We here see that before he was one-and-twenty years old, Greg was possessed by the conception that haunted him to the very end. When the people complain, their complaint savours of rebellion. Those who make themselves the mouthpieces of popular complaint must be wicked incendiaries. The privileged classes must be ordained by Nature to rule over the non-privileged. The few ought to direct and teach, the many to learn. That was Greg's theory of government from first to last. It was derived at this time, I suppose, from Burke, without the powerful correctives and indispensable supplements that are to be found in Burke's earlier writings. Some one said of De Tocqueville, who afterwards became Mr. Greg's friend, and who showed in a milder form the same fear of democracy, 'Il a commencé à penser avant d'avoir rien appris; ce qui fait qu'il a quelquefois pensé creux.' What is to be said for Mr. Greg, now and always, is that he most honourably accepted the obligations of his doctrine, and did his best to discharge his own duties as a member of the directing class.

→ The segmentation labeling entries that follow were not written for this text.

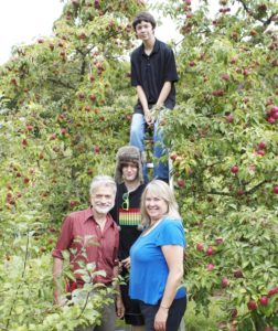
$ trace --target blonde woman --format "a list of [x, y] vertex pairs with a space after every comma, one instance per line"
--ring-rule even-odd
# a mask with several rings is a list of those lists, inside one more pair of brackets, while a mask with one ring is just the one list
[[186, 309], [185, 234], [167, 183], [153, 180], [146, 186], [141, 213], [145, 231], [130, 249], [129, 295], [139, 300], [147, 331], [177, 331]]

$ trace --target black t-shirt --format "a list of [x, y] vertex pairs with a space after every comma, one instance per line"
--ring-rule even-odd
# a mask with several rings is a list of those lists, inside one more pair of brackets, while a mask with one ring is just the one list
[[[117, 185], [115, 206], [110, 211], [114, 221], [120, 226], [119, 232], [119, 259], [129, 256], [129, 249], [141, 234], [138, 225], [141, 224], [140, 202], [146, 185], [141, 184], [129, 193], [129, 209], [122, 209], [122, 195], [128, 192], [125, 183]], [[125, 206], [126, 207], [126, 206]]]
[[[160, 92], [165, 82], [179, 79], [173, 51], [163, 42], [156, 39], [153, 51], [150, 55], [145, 53], [141, 44], [131, 53], [131, 85], [140, 85], [151, 108], [159, 98]], [[175, 88], [172, 88], [164, 102], [164, 106], [173, 109], [175, 105]], [[135, 113], [143, 114], [142, 106], [138, 99]]]

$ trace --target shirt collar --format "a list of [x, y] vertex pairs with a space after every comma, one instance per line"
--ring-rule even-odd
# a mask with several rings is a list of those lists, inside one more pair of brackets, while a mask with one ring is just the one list
[[[140, 46], [140, 53], [141, 53], [141, 55], [146, 56], [146, 53], [145, 53], [143, 50], [145, 50], [145, 46], [143, 46], [143, 43], [142, 43], [141, 46]], [[158, 52], [159, 52], [159, 41], [156, 39], [156, 42], [154, 42], [154, 45], [153, 45], [153, 50], [152, 50], [152, 52], [150, 53], [149, 56], [151, 56], [152, 54], [156, 54]]]
[[[84, 213], [85, 213], [84, 223], [89, 221], [89, 220], [92, 220], [93, 222], [96, 222], [95, 218], [94, 218], [94, 215], [93, 215], [93, 209], [92, 207], [88, 207], [87, 210], [85, 210]], [[109, 226], [110, 225], [114, 226], [116, 224], [109, 213], [106, 215], [106, 221], [108, 221]]]

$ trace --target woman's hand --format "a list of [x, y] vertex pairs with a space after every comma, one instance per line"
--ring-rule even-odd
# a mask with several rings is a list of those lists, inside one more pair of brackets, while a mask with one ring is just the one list
[[160, 307], [154, 318], [154, 330], [165, 331], [169, 309]]
[[124, 318], [124, 316], [125, 316], [125, 306], [124, 306], [121, 296], [117, 296], [117, 298], [116, 298], [116, 309], [117, 309], [117, 317], [119, 319]]
[[130, 257], [122, 259], [120, 263], [121, 263], [121, 266], [124, 266], [126, 269], [130, 268]]

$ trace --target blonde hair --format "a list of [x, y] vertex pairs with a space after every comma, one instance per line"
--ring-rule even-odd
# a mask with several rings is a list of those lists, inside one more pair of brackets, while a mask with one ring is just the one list
[[152, 180], [146, 186], [141, 196], [141, 215], [142, 215], [141, 225], [143, 227], [150, 225], [151, 222], [150, 216], [146, 209], [146, 195], [148, 192], [152, 193], [157, 197], [162, 199], [167, 203], [168, 212], [165, 216], [170, 216], [171, 218], [181, 221], [178, 203], [175, 201], [174, 194], [170, 189], [170, 186], [161, 180]]

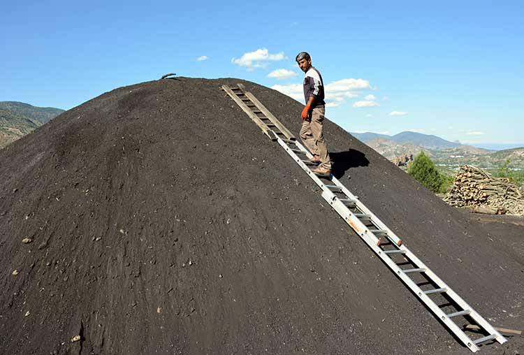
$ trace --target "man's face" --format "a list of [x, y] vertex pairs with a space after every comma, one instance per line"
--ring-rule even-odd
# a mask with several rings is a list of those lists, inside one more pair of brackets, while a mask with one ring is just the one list
[[310, 68], [311, 68], [311, 59], [306, 59], [305, 58], [301, 59], [298, 61], [298, 66], [300, 67], [302, 71], [305, 73]]

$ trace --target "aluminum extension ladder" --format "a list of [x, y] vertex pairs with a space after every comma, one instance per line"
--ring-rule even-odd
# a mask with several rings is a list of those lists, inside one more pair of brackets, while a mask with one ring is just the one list
[[[238, 87], [222, 85], [221, 89], [268, 137], [278, 142], [322, 189], [322, 197], [330, 205], [468, 349], [476, 352], [479, 345], [487, 342], [506, 342], [499, 332], [406, 247], [402, 240], [336, 178], [314, 173], [309, 168], [314, 165], [309, 161], [311, 153], [243, 85], [238, 84]], [[453, 305], [454, 311], [444, 312], [432, 298], [437, 295]], [[478, 325], [485, 336], [470, 338], [453, 321], [457, 317]]]

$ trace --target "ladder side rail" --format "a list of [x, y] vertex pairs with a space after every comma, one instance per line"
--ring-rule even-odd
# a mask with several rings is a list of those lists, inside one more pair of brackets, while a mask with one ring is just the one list
[[[342, 218], [343, 214], [340, 211], [343, 211], [347, 208], [342, 203], [335, 194], [331, 191], [324, 191], [322, 197], [328, 201], [330, 205], [335, 209]], [[351, 224], [350, 224], [351, 225]], [[353, 227], [353, 226], [351, 226]], [[384, 252], [380, 247], [373, 242], [373, 240], [367, 238], [367, 235], [362, 231], [355, 230], [359, 237], [365, 242], [366, 244], [374, 252], [374, 253], [387, 265], [390, 269], [413, 292], [421, 299], [421, 300], [428, 306], [428, 308], [453, 332], [472, 352], [475, 352], [479, 350], [479, 347], [468, 337], [464, 331], [457, 324], [449, 317], [439, 306], [433, 302], [428, 295], [423, 293], [419, 286], [406, 274], [404, 271], [391, 259], [386, 253]]]
[[[312, 157], [311, 154], [307, 152], [307, 150], [305, 149], [305, 147], [300, 144], [299, 142], [296, 142], [295, 144], [297, 147], [300, 149], [300, 150], [305, 151], [307, 152], [308, 158], [310, 158]], [[338, 179], [337, 179], [335, 176], [332, 175], [331, 180], [333, 181], [333, 184], [340, 187], [342, 190], [342, 192], [348, 196], [351, 200], [354, 200], [356, 202], [356, 207], [362, 211], [363, 213], [365, 213], [366, 215], [370, 215], [371, 216], [371, 221], [378, 227], [379, 229], [382, 229], [387, 231], [388, 237], [391, 239], [395, 244], [400, 246], [402, 244], [402, 241], [400, 238], [399, 238], [395, 233], [393, 233], [393, 231], [391, 231], [382, 221], [381, 221], [379, 217], [377, 217], [374, 213], [371, 212], [371, 210], [367, 208], [364, 203], [361, 201], [357, 196], [354, 195], [349, 190], [347, 189], [347, 188], [344, 186], [344, 184], [339, 181]]]
[[[329, 188], [328, 188], [326, 186], [326, 184], [324, 184], [323, 182], [322, 182], [322, 180], [321, 180], [319, 178], [319, 177], [316, 176], [314, 174], [314, 173], [313, 173], [312, 171], [311, 171], [311, 169], [310, 169], [307, 167], [307, 166], [306, 164], [305, 164], [303, 161], [302, 161], [302, 159], [297, 154], [296, 154], [295, 152], [293, 150], [291, 150], [291, 148], [290, 148], [289, 146], [288, 145], [286, 145], [284, 142], [284, 140], [282, 140], [282, 138], [280, 137], [279, 137], [278, 136], [277, 136], [277, 134], [275, 132], [273, 132], [273, 134], [275, 134], [275, 137], [276, 138], [277, 142], [278, 142], [278, 143], [280, 145], [282, 146], [282, 147], [284, 148], [284, 150], [289, 155], [291, 155], [291, 158], [293, 158], [293, 160], [294, 160], [296, 162], [296, 164], [298, 164], [298, 166], [300, 168], [302, 168], [302, 169], [304, 171], [305, 171], [306, 173], [307, 173], [307, 175], [310, 175], [310, 178], [311, 178], [313, 180], [313, 181], [314, 181], [316, 183], [316, 184], [319, 185], [319, 187], [320, 187], [322, 189], [322, 191], [329, 191]], [[307, 152], [307, 151], [305, 151], [305, 152]], [[311, 155], [311, 154], [310, 154], [310, 155]]]
[[272, 136], [270, 131], [270, 128], [256, 115], [254, 114], [253, 111], [249, 109], [249, 108], [246, 105], [244, 101], [240, 100], [240, 99], [238, 98], [238, 96], [233, 92], [233, 90], [227, 86], [227, 85], [222, 85], [222, 89], [225, 91], [229, 96], [233, 99], [233, 100], [237, 103], [237, 104], [240, 106], [240, 108], [242, 109], [242, 110], [247, 114], [248, 116], [249, 116], [249, 118], [251, 118], [259, 127], [262, 130], [262, 131], [268, 137], [269, 137], [272, 140], [274, 140], [275, 138]]
[[475, 322], [483, 328], [490, 334], [496, 335], [496, 340], [500, 343], [504, 344], [507, 340], [500, 334], [493, 326], [489, 324], [479, 313], [478, 313], [474, 309], [471, 307], [460, 296], [458, 295], [455, 291], [453, 290], [449, 286], [446, 284], [437, 274], [435, 274], [431, 269], [428, 268], [425, 264], [418, 257], [415, 256], [409, 249], [404, 247], [407, 252], [405, 256], [411, 260], [414, 264], [419, 268], [423, 268], [426, 270], [424, 273], [432, 281], [433, 281], [439, 288], [446, 289], [446, 294], [448, 295], [454, 302], [456, 302], [463, 310], [469, 310], [471, 312], [468, 316], [472, 318]]
[[[351, 191], [348, 190], [347, 188], [338, 180], [338, 179], [333, 177], [333, 181], [335, 184], [340, 186], [342, 189], [344, 194], [349, 194], [351, 195], [353, 195]], [[398, 246], [400, 246], [402, 245], [402, 240], [396, 235], [396, 233], [391, 231], [391, 229], [390, 229], [385, 223], [384, 223], [378, 217], [377, 217], [374, 213], [373, 213], [369, 208], [367, 208], [367, 207], [366, 207], [366, 205], [364, 205], [364, 203], [361, 201], [358, 200], [358, 198], [356, 205], [363, 213], [370, 215], [371, 216], [372, 221], [377, 225], [379, 229], [386, 231], [388, 232], [388, 238], [393, 240], [395, 244]]]
[[253, 103], [255, 104], [255, 106], [262, 111], [262, 113], [265, 115], [265, 117], [270, 119], [270, 120], [275, 124], [275, 125], [280, 130], [281, 132], [284, 133], [286, 137], [287, 137], [288, 139], [290, 140], [294, 140], [296, 139], [295, 136], [293, 135], [291, 132], [289, 131], [289, 130], [286, 128], [286, 126], [282, 124], [282, 123], [278, 120], [277, 117], [273, 115], [271, 112], [268, 110], [265, 106], [264, 106], [261, 102], [260, 102], [258, 99], [256, 99], [254, 95], [253, 95], [251, 92], [248, 92], [246, 89], [246, 87], [244, 86], [243, 84], [238, 83], [237, 84], [237, 86], [242, 90], [242, 92], [244, 93], [244, 94], [249, 99], [249, 100], [252, 101]]

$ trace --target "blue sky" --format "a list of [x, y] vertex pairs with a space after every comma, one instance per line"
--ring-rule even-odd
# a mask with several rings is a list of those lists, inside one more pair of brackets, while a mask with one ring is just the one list
[[294, 57], [307, 50], [326, 116], [347, 130], [524, 143], [524, 2], [314, 4], [4, 1], [0, 101], [68, 109], [174, 72], [303, 103]]

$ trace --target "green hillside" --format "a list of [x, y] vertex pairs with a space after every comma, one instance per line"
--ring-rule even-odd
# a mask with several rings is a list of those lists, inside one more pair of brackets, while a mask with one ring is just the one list
[[16, 101], [0, 101], [0, 149], [64, 112]]

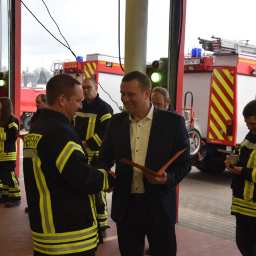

He did not escape moods of reaction. The truth seems to be, that though his life was always well filled, he inherited rather the easy and buoyant disposition of his father than the energy and strenuousness of his mother, though he too could be energetic and strenuous enough upon occasion. Both William Greg and his favourite brother were of what is called, with doubtful fitness, the feminine temperament. It was much less true of William than of Samuel Greg; but it was in some degree true of him also that, though firm, tenacious, and infinitely patient, 'he rather lacked that harder and tougher fibre, both of mind and frame, which makes the battle of life so easy and so successful to many men.' It may be suspected in both cases that their excessive and prolonged devotion to the practice of mesmerism and animal magnetism had tended to relax rather than to brace the natural fibre. Samuel Greg broke down at a comparatively early age; and though his brother's more vigorous system showed no evil results for many long years to come, there was a severe reaction from the nervous tension of their mesmeric experimentation.